Wild elephants often roam through villages in the Puttalam district after dark. In an earlier era many of these areas were covered with forest and used to be the habitat of the pachyderms. Today with forest cover fast disappearing with the increasing pressure on land for agricultural purposes, much of the forest has been cleared for cultivation.
Earlier this week elephants on successive days destroyed mango and other crops worth lakhs of rupees at the plantation in Ihala Puliyankulama in the village of Karuwalagaswewa. The damage is said to have been the biggest caused by wild elephants in this area.
Silinona points to one of the trees smashed down by elephants. |
The owner of the plantation 86 year-old W.K. Silinona a retired health worker was helped by her 95-year-old husband K.U. Banda.
According to Ms. Silinona the plantation had been cultivated with cashew, coconut and other income yielding crops in addition to mango. On the first day she said the mango plantation had been destroyed.

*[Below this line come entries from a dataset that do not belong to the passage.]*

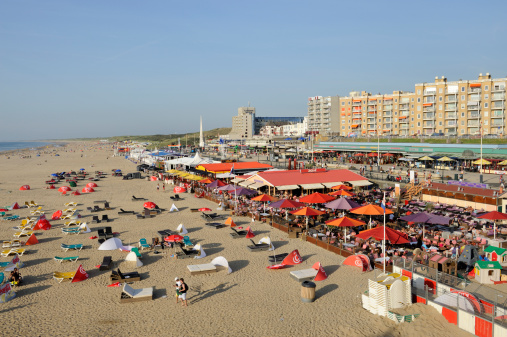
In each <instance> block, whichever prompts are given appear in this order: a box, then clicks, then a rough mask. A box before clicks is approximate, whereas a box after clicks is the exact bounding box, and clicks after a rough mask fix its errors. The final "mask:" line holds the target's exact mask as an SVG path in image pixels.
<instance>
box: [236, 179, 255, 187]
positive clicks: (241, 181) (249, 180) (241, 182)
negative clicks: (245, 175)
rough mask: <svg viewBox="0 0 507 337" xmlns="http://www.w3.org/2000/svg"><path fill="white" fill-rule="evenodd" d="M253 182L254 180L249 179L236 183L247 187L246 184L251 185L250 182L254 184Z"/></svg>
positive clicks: (251, 183) (246, 184) (252, 183)
mask: <svg viewBox="0 0 507 337" xmlns="http://www.w3.org/2000/svg"><path fill="white" fill-rule="evenodd" d="M254 183H255V182H253V181H251V180H248V181H241V182H239V184H238V185H239V186H243V187H247V186H249V185H252V184H254Z"/></svg>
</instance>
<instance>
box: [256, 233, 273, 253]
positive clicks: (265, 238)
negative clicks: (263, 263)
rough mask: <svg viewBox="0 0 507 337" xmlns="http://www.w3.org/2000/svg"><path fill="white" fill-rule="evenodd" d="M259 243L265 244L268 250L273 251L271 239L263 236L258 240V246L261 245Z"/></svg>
mask: <svg viewBox="0 0 507 337" xmlns="http://www.w3.org/2000/svg"><path fill="white" fill-rule="evenodd" d="M261 243H265V244H267V245H269V249H268V250H275V246H273V243H272V242H271V239H270V237H269V236H265V237H263V238H262V239H260V240H259V242H258V244H261Z"/></svg>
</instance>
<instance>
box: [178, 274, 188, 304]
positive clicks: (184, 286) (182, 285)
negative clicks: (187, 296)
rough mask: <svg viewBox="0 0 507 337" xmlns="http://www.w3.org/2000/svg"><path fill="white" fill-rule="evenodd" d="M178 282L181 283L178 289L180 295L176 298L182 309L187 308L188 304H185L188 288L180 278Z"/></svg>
mask: <svg viewBox="0 0 507 337" xmlns="http://www.w3.org/2000/svg"><path fill="white" fill-rule="evenodd" d="M180 281H181V285H180V289H179V293H180V295H179V296H178V297H179V298H181V305H182V306H184V307H187V306H188V304H187V291H188V286H187V284H186V283H185V280H184V279H183V278H181V279H180Z"/></svg>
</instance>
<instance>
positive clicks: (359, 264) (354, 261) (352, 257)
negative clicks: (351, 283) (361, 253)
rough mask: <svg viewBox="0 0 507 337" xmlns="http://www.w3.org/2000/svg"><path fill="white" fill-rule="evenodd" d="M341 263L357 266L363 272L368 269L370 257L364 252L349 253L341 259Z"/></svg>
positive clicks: (370, 267) (370, 265)
mask: <svg viewBox="0 0 507 337" xmlns="http://www.w3.org/2000/svg"><path fill="white" fill-rule="evenodd" d="M342 264H343V265H346V266H352V267H359V268H360V269H361V270H362V271H363V272H365V271H370V270H371V265H370V259H369V258H368V257H367V256H366V255H364V254H358V255H350V256H349V257H347V258H346V259H345V261H343V263H342Z"/></svg>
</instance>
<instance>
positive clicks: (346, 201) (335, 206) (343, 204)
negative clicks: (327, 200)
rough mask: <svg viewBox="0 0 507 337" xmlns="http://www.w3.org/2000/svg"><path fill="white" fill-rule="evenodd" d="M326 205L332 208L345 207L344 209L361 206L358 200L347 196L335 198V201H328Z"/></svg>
mask: <svg viewBox="0 0 507 337" xmlns="http://www.w3.org/2000/svg"><path fill="white" fill-rule="evenodd" d="M324 206H325V207H326V208H330V209H344V210H349V209H352V208H357V207H360V205H359V204H358V203H357V202H355V201H353V200H351V199H347V198H338V199H335V200H333V201H330V202H328V203H327V204H324Z"/></svg>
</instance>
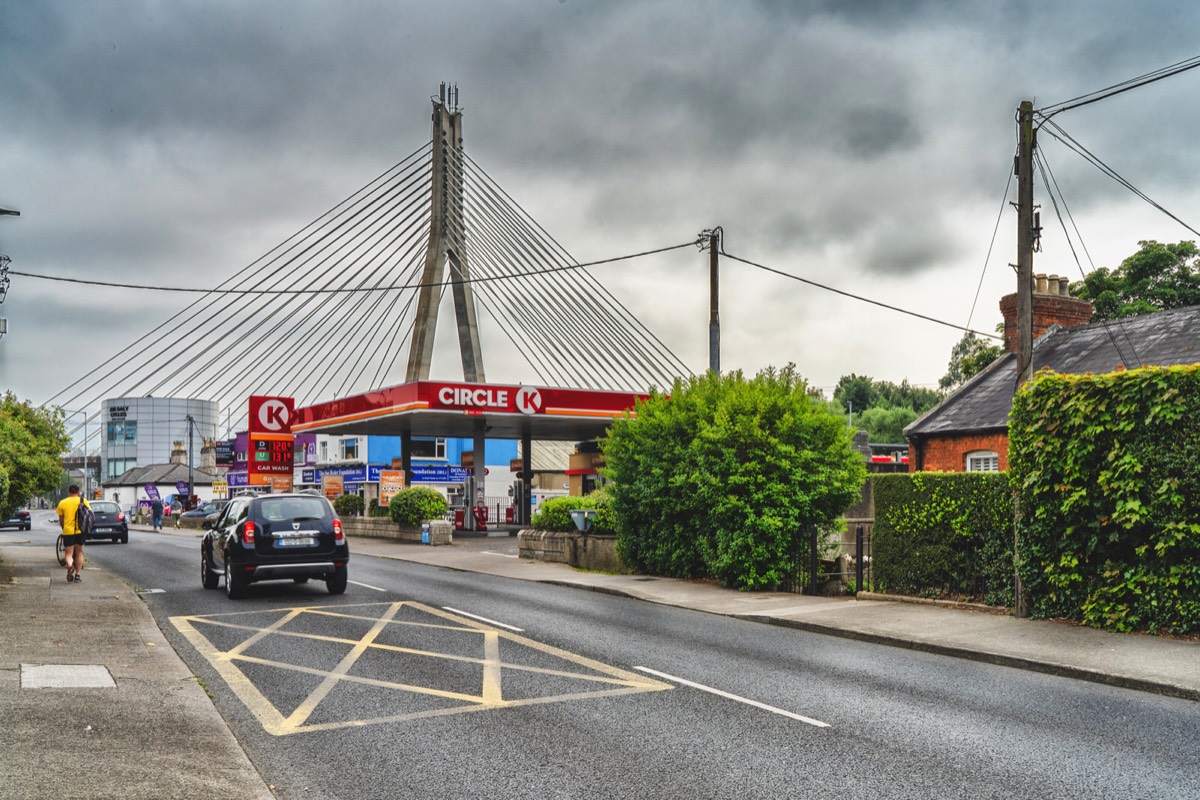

On the next day the beasts destroyed the rest of the cultivation.
The cashew and and coconut brought in a handsome income she lamented.
She said appeals to counter the elephant menace had fallen on deaf ears and all her hard work had been in vain, “If the officials are not interested in human lives, at least for the sake of the animals something has to be done”, the couple groaned.
The situation has reached such a state that villagers had to leave their homes in the night due to fear of elephants.
The Wild Life Department she said had only provided piecemeal solution such as the lighting of crackers to scare the beasts away. No sustainable solution had been offered.